Ieri Mario Draghi, in pratica nel suo discorso di commiato da Governatore della Banca d'Italia prima di assumere la guida della Banca centrale europea (Bce), ha detto che nel Paese «non mancano vitalità e voglia di crescere» e ha fatto appello alla politica perché spezzi il «circolo vizioso» dei veti incrociati posti dalle «robuste coalizioni distributive» che impediscono la crescita. Il tutto, all'insegna di un condivisibile presupposto di fondo: dobbiamo convincerci che la salvezza e il rilancio dell'economia italiana possono venire solo dagli italiani.
Già, la politica. Nel pieno di una crisi internazionale senza precedenti, il Paese merita, prima di tutto, di essere governato in modo efficace e credibile. A tutti coloro cui spetta questo compito, a partire dal presidente del Consiglio Silvio Berlusconi, è richiesto, nell'esclusivo interesse nazionale, un impegno commisurato agli obblighi assunti in Europa. Non ci sono scorciatoie e furbizie tattiche che tengano, compresa quella di un governo-non-governo sostenuto da una maggioranza che brilla più per i suoi contorcimenti politici interni che per saldezza programmatica e chiarezza d'intenti.

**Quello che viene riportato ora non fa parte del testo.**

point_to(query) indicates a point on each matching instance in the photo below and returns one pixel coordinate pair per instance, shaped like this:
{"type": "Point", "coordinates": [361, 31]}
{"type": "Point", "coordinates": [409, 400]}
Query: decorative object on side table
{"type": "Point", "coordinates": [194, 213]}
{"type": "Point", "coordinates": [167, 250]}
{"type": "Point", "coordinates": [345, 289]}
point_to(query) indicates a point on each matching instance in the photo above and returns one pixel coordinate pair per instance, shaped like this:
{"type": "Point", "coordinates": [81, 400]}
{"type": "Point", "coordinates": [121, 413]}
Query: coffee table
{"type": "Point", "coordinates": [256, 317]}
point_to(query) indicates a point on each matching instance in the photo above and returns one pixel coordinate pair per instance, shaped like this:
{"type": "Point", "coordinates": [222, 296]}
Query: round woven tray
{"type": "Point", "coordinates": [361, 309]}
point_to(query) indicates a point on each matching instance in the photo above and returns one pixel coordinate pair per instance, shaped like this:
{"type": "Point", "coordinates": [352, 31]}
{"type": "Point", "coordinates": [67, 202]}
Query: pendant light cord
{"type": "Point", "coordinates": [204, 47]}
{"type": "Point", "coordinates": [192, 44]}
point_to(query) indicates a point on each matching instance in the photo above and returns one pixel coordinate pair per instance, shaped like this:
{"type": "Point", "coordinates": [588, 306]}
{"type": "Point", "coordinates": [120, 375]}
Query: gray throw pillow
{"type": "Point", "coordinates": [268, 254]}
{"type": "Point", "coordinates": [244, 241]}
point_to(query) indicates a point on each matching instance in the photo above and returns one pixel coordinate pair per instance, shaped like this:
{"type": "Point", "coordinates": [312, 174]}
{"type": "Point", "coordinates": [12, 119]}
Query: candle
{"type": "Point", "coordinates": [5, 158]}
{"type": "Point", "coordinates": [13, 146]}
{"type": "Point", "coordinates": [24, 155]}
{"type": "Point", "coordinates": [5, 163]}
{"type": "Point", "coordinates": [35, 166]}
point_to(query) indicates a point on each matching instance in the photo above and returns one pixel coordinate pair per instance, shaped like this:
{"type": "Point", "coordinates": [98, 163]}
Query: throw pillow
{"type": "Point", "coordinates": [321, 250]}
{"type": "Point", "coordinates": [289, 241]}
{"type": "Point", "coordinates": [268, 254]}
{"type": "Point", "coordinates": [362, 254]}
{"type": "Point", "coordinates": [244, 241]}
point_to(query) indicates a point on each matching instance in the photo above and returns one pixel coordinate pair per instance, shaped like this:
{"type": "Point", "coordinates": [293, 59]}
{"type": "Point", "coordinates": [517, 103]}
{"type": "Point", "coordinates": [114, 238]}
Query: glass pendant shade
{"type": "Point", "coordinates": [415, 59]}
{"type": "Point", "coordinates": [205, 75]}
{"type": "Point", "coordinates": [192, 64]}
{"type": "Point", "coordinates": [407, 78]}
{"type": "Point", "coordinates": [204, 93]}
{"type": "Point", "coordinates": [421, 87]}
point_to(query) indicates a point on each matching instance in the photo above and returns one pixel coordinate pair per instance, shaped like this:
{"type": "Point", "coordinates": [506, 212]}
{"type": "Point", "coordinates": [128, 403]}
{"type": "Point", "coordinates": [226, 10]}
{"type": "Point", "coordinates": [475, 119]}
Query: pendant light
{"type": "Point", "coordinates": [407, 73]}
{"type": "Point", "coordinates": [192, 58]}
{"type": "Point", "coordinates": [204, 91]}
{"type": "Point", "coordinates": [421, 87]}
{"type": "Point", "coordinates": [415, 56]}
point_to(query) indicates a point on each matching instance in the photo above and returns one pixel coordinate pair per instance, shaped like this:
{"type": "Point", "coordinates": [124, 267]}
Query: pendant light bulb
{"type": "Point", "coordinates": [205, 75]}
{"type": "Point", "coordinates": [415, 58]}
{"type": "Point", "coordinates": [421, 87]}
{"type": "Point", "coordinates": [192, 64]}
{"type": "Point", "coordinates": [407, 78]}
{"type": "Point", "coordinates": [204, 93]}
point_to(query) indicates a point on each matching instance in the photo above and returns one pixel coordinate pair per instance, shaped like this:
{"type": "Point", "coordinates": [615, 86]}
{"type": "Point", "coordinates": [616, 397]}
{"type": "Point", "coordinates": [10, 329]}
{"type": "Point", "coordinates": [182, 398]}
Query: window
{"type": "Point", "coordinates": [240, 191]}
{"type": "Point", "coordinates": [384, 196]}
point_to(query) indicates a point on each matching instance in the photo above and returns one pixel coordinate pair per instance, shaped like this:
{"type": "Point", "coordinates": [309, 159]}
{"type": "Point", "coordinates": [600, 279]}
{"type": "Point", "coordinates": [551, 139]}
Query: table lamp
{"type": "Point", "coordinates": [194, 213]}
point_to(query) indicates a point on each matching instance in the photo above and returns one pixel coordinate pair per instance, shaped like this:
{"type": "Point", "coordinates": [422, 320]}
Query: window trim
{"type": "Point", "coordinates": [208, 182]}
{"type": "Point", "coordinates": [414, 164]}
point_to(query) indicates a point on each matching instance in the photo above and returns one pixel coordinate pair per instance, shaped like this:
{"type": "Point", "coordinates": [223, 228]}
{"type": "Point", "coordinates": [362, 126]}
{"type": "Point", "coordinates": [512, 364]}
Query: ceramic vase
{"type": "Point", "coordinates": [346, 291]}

Dopo il voto alla Camera che ha bocciato il rendiconto dello Stato, il presidente della Repubblica Giorgio Napolitano ha sollecitato Berlusconi (oggi il suo discorso alla Camera e domani il voto di fiducia) e la maggioranza a dare una risposta netta sulle reali possibilità di azione di questo Governo nella stagione in cui l'Italia, un giorno dopo l'altro, da un'asta di titoli pubblici all'altra, è sottoposta sui mercati a un esame severo di credibilità a colpi di tassi d'interesse.
Conteranno alla fine i numeri, è evidente, ma è altrettanto un fatto che questo voto di fiducia, oltre che dall'aritmetica parlamentare, deve essere corroborato da una scelta politica trasparente, inequivoca e puntuale sul da farsi nei prossimi giorni. Se il presidente del Consiglio, chiuso fino a ieri nell'angolo delle mediazioni che producono solo altre mediazioni, non è in grado di dare questa risposta piena ed esaustiva, non sarà una maggioranza raccogliticcia, istituzionalmente sciatta e divisa al proprio interno ad evitargli da qui a poco un'altra débâcle parlamentare che lo porterà dritto alle dimissioni e alla dichiarazione di fallimento di una lunga esperienza politica incarnatasi nella sua persona.

Occorre agire con rapidità, è stato già perso troppo tempo, ha osservato Draghi. La road map tracciata da Bankitalia è quella suggerita dal buon senso oltre che dalle evidenze economiche e finanziarie. Il costo del debito sta salendo, ed è indispensabile che i decreti attuativi (per i tagli permanenti alla spesa corrente) figli della manovra-bis che punta al pareggio di bilancio entrino in pista prima possibile. Ma è urgente spingere anche sul pedale della crescita, e il discorso si sposta sulla (fin qui) dimenticata politica di sviluppo, che il ministro dell'Economia Giulio Tremonti vorrebbe 'a costo zero' e che il premier vorrebbe invece più incisiva. Un motivo di tensione profonda tra i duellanti di questa stagione che fa il paio con la controversa scelta del successore di Draghi al timone della Banca d'Italia.
Sono tutti terreni, questi, dove la coesione politica e sociale (metodo più volte richiamato da Napolitano), anche oltre il recinto della maggioranza, potrebbe far fruttare qualcosa di più e di meglio dello scontro permanente dentro la coalizione di governo e tra la maggioranza e l'opposizione. Draghi ha fatto riferimento ieri agli anni della lotta contro il terrorismo «in cui si manifestò la concordia di fondo del Paese, al di là del necessario e duro confronto politico». Abbiamo oggi bisogno della stessa ispirazione e della stessa intelligenza, ha concluso.

È un richiamo che fa riflettere e che può far certamente discutere. Sappiamo però come andò a finire molti anni fa: la battaglia contro il terrorismo fu vinta. Oggi dobbiamo cercare un'altra salvezza, per noi e per l'Europa, non meno cruciale. La troveremo, certamente, ma non sappiamo ancora come.